Gastar préstamos hasta agotar la capacidad de endeudamiento de un país para financiar sueldos y privilegios, pensiones de lujo con cargo al erario y desperdiciar recursos, hacer negocios al amparo del puesto político, usufructuar la información obtenida en altos cargos para lucrar, desequilibrar en demagogia el presupuesto nacional, hacer leyes sin calcular el costo de las mismas, todo eso es el empedrado hacia la violencia y la insurrección ciudadana.
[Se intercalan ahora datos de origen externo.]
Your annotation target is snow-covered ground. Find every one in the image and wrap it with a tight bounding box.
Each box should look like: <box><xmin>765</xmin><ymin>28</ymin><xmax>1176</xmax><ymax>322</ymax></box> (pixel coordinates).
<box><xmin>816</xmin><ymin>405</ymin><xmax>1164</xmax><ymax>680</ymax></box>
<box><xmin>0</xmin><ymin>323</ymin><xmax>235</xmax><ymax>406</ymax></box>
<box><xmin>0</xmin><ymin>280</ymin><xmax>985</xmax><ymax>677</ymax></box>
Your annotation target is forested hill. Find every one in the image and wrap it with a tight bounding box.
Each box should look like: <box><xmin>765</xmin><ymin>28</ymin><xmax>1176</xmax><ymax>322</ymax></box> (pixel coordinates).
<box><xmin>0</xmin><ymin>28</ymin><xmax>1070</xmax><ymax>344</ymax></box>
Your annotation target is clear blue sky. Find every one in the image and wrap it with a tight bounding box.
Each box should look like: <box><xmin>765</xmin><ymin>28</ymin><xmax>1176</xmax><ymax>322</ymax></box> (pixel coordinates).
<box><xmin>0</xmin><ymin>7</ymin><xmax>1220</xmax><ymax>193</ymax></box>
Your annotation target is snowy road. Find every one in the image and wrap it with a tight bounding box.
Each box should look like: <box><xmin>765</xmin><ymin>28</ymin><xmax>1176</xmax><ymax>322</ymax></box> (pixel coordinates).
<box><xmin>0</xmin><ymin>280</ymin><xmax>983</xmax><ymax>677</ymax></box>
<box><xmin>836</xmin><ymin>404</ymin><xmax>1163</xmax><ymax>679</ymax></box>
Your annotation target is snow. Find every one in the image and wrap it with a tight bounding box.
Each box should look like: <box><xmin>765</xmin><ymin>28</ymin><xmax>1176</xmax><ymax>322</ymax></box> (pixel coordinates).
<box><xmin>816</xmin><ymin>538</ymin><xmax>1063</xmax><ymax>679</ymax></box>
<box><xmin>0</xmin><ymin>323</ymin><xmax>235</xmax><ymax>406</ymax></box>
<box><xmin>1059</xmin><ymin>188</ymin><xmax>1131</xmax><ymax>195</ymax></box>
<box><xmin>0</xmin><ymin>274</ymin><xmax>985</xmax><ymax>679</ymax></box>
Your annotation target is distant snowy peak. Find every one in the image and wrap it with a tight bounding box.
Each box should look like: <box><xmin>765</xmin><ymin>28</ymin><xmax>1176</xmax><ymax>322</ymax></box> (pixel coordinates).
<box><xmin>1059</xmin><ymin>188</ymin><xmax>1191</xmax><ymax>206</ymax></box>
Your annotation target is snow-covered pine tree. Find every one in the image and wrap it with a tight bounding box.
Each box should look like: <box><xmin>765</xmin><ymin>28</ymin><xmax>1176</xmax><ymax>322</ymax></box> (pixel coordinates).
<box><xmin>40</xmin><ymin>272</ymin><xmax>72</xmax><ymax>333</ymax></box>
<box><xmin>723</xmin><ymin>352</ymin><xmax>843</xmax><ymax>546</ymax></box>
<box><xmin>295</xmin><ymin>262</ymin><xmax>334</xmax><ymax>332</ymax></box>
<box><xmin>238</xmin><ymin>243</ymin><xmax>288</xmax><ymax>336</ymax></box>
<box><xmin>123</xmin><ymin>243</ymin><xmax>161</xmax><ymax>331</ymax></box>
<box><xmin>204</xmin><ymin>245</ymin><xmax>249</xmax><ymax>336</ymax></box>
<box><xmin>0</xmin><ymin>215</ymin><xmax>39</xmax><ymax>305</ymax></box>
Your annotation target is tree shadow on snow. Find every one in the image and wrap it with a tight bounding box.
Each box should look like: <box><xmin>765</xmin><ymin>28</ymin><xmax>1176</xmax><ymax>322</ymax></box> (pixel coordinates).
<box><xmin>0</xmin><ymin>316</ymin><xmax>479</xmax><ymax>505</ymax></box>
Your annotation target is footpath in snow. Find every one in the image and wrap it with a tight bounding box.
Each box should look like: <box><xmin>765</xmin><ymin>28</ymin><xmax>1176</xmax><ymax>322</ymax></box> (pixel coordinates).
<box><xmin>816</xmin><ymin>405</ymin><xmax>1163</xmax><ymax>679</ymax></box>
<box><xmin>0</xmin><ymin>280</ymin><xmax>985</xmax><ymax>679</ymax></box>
O somos más serios o vamos a acabar con nuestro país. O rectificamos con premura o la dirección que le hemos dado a Costa Rica nos llevará a la verdadera catástrofe. O aprendemos a elegir o seguiremos teniendo mediocres gobernando. O variamos la forma de elegir la Asamblea Legislativa o seguiremos teniendo un Parlamento donde los seis asesores que tienen cada uno de los diputados serán los gobernantes no electos y los legisladores verdaderos seguirán detrás de la folclórica ignorancia y la consabida superficialidad de muchos que hacen politiquería día y noche sin estudiar, comprender ni proponer soluciones a los apremiantes problemas del país.

Ecuador, Venezuela, Nicaragua, Argentina, Chile y México enfrentan hoy el cobro de las deudas de la demagogia y el populismo, la corruptela, la explotación, las brechas, la ignorancia y la desesperación de poblaciones inmensas mal gobernadas por décadas.

Mirémonos los costarricenses en todos esos políticos y en todos esos problemas y, a su vez, en la reacción de violencia y en la senda de estado fallido que transitaron. Quizás todavía podamos enderezar el rumbo en Costa Rica.

Pensemos siempre en el país, en el nosotros, no en el yo. Pensemos en Costa Rica, que la patria siempre es primero.